Even parents who have the best intentions will frequently get it wrong and say something unintentionally offensive and hurtful.
IM GAY WHY AM I GAY FULL
Talk to us.Ĭoming out to your parents is a big deal full stop. It will help educate them on all things LGB and give them the opportunity to speak to other parents for advice. I talk about someone of the opposite sex who I’m genuinely crushing on.
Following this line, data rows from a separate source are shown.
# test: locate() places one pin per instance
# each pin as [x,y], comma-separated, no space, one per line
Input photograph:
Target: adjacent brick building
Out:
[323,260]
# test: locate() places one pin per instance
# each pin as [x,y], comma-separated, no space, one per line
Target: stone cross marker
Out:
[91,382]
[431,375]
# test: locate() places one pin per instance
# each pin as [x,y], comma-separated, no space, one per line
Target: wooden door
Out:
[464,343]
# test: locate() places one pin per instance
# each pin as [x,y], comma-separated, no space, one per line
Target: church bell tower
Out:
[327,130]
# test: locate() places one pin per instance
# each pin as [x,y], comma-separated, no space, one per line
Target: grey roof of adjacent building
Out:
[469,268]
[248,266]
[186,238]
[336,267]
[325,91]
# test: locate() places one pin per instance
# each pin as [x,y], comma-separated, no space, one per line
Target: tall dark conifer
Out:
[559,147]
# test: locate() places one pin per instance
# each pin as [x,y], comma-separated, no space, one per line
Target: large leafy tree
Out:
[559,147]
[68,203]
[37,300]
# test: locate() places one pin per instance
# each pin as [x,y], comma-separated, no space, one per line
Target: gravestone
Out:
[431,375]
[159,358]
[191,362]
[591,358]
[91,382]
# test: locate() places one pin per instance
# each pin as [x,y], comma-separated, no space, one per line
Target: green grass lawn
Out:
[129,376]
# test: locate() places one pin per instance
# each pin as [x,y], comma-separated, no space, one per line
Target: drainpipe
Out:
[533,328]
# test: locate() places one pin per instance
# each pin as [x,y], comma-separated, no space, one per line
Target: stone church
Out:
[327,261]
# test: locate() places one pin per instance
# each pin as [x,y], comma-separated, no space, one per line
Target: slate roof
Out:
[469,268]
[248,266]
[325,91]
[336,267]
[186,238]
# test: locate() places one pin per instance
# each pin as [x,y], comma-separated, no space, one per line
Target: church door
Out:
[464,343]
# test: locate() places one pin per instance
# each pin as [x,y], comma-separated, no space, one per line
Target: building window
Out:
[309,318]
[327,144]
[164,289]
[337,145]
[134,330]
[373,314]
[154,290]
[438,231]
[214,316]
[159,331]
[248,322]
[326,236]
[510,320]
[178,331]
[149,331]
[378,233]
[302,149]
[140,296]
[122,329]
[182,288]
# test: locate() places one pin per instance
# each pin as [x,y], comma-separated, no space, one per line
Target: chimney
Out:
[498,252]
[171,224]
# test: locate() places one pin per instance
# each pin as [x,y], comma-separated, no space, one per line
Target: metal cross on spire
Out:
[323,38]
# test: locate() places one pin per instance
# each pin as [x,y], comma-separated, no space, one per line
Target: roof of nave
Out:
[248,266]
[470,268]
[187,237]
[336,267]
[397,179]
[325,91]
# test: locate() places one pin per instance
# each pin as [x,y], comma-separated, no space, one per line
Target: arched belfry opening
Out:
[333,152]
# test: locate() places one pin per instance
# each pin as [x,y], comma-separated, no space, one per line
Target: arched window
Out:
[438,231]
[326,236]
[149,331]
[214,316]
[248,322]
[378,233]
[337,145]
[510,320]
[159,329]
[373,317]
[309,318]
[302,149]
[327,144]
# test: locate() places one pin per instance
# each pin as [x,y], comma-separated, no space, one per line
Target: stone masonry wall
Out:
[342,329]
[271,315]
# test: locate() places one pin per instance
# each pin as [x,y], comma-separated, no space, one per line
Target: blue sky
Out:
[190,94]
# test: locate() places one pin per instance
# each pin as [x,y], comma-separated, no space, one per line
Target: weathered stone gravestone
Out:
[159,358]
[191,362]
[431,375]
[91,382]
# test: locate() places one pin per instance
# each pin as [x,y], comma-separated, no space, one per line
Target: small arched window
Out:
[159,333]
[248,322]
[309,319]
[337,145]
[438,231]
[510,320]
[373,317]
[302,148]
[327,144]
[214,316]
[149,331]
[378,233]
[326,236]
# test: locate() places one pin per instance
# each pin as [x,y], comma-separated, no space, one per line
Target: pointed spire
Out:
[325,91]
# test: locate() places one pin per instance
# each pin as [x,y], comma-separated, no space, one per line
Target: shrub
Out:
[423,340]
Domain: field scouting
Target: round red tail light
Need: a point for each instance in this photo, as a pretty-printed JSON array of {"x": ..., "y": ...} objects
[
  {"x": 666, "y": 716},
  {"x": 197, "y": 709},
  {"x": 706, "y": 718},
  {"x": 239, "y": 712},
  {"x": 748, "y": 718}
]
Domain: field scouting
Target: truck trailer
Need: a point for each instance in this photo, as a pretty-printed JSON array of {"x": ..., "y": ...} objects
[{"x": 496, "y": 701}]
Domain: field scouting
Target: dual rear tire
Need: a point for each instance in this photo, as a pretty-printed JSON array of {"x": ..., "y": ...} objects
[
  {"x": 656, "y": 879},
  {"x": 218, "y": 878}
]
I literally don’t get the big deal about crushes. Whatever reaction your parents have good, bad or ugly, suggest they have a look at these organisations: FFLAG and BeLongTo They are dedicated to supporting parents of lesbian, gay or bisexual sons and daughters and have a wealth of resources nationwide. When someone asks you who you’re crushing on: A name comes to mind immediately, and it’s someone of the same gender. Questions from your parents are natural (but don’t feel pressured into answering things you aren’t comfortable with) and whether you have answers or not just be as honest as you can. Don’t stress yourself out trying to think of every answer ahead of time. One concern can be a barrage of questions, especially knowing the answers can sometimes be awkward and uncomfortable. Show them that you are the same person they’ve always loved, just more honest now. If it’s not what you hoped for, don’t despair or give up. Try not to expect too much from your parents and wherever possible, avoid measuring the success of the conversation by their initial response. Their approval or permission is not required. Decide beforehand whether you are comfortable with them sharing the news of your coming out with your family or if you want it kept between you for the time being – be clear about that. This one can easily be overlooked as you will be so relieved at finally telling them, that its natural to forget to be clear what you want to happen next. There may also never be “the perfect time,” and if there is one, you might lose your nerve and let the opportunity pass – that’s okay, don’t sweat it if that happens and try again. You are in control of this situation and its key you feel as comfortable as possible. So make sure you choose a time that won’t be interrupted and in a place that feels comfortable for you. This news deserves your parent’s full attention. You’ll know if it’s best to tell them separately or together so trust your instincts. Start with the parent you feel safer talking to.
If there is one parent you are more nervous about telling, you don’t have to tell them together. You don’t have to tell them both at the same time. Your safety and wellbeing should always come first. What might be the right thing for one person, may not be right for you. It is crucial that you take the time to consider your own personal circumstances when making the decision to come out to your parents. Determine whether this is the right time. They only just found out so remember first reactions are not always lasting reactions and they will need time to process this information. You have had months or even years to come to a place of acceptance and being ready to share it. When coming out to your parents whether they suspect anything or not, this is the first time they are hearing this news.